🤖 AI Summary
This work investigates the fundamental impact of numerical precision on the arithmetic reasoning capabilities of Transformer-based large language models (LLMs). Low-precision representations (e.g., INT8, FP16) may intrinsically limit exact arithmetic computation. Method: We conduct computational complexity analysis and formalize Transformer expressivity for arithmetic tasks, modeling iterative addition and integer multiplication as decision problems. Contribution/Results: We provide the first theoretical proof that low-precision arithmetic induces inherent unsolvability for such tasks—requiring superpolynomial model size to compensate—whereas FP32 enables efficient, polynomial-time solvability. Controlled quantization experiments confirm a sharp, threshold-like performance degradation with precision reduction. Our findings establish numerical precision—not merely parameter count or architectural design—as a critical bottleneck for LLMs’ mathematical reasoning.

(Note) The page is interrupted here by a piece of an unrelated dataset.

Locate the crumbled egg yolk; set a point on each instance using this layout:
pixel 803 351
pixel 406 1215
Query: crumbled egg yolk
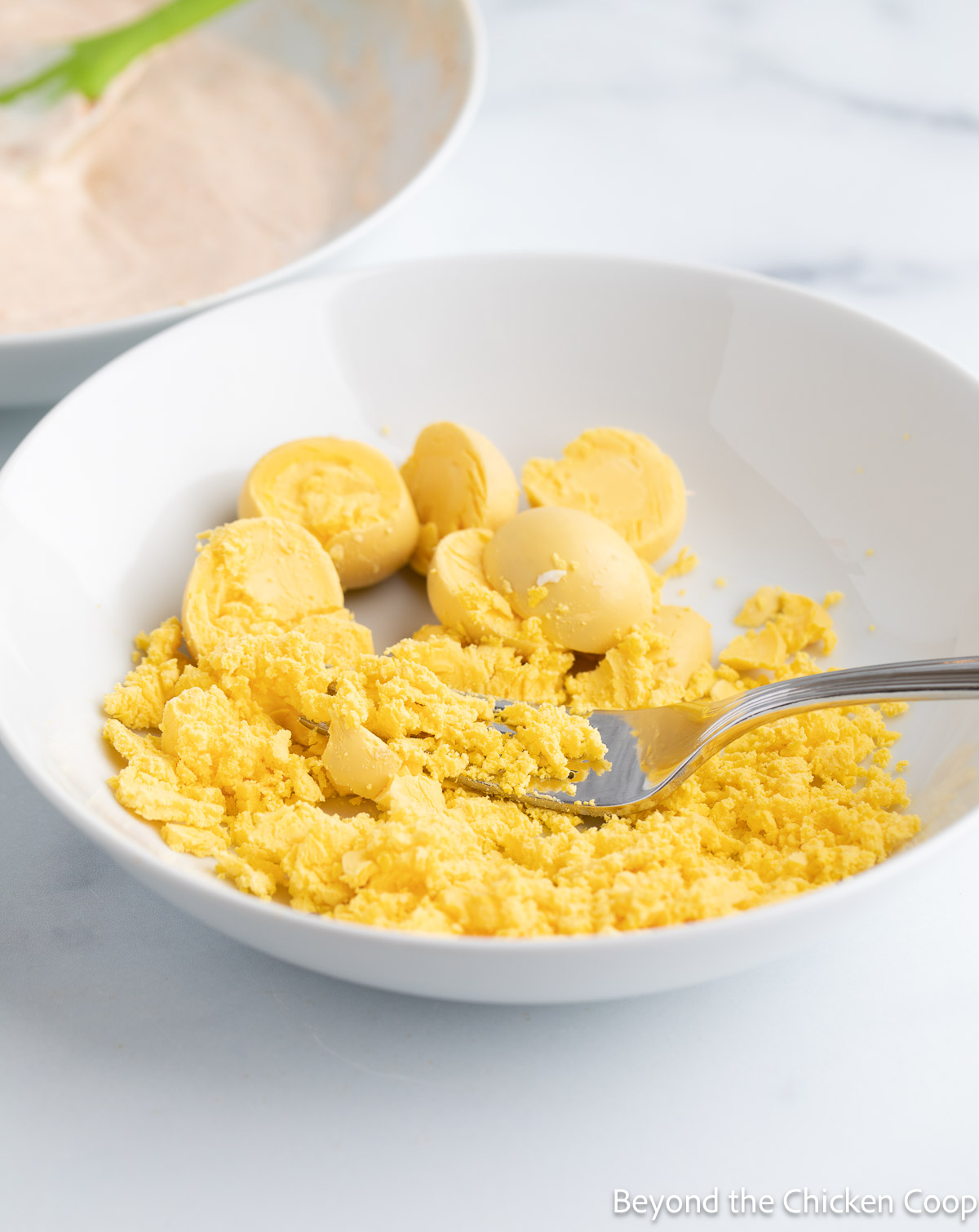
pixel 213 751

This yields a novel “precision-first” paradigm for arithmetic capability enhancement, with implications for model quantization, hardware-aware training, and trustworthy numerical reasoning in foundation models.
📝 Abstract
Despite the remarkable success of Transformer-based Large Language Models (LLMs) across various domains, understanding and enhancing their mathematical capabilities remains a significant challenge. In this paper, we conduct a rigorous theoretical analysis of LLMs' mathematical abilities, with a specific focus on their arithmetic performances. We identify numerical precision as a key factor that influences their effectiveness in mathematical tasks. Our results show that Transformers operating with low numerical precision fail to address arithmetic tasks, such as iterated addition and integer multiplication, unless the model size grows super-polynomially with respect to the input length. In contrast, Transformers with standard numerical precision can efficiently handle these tasks with significantly smaller model sizes. We further support our theoretical findings through empirical experiments that explore the impact of varying numerical precision on arithmetic tasks, providing valuable insights for improving the mathematical reasoning capabilities of LLMs.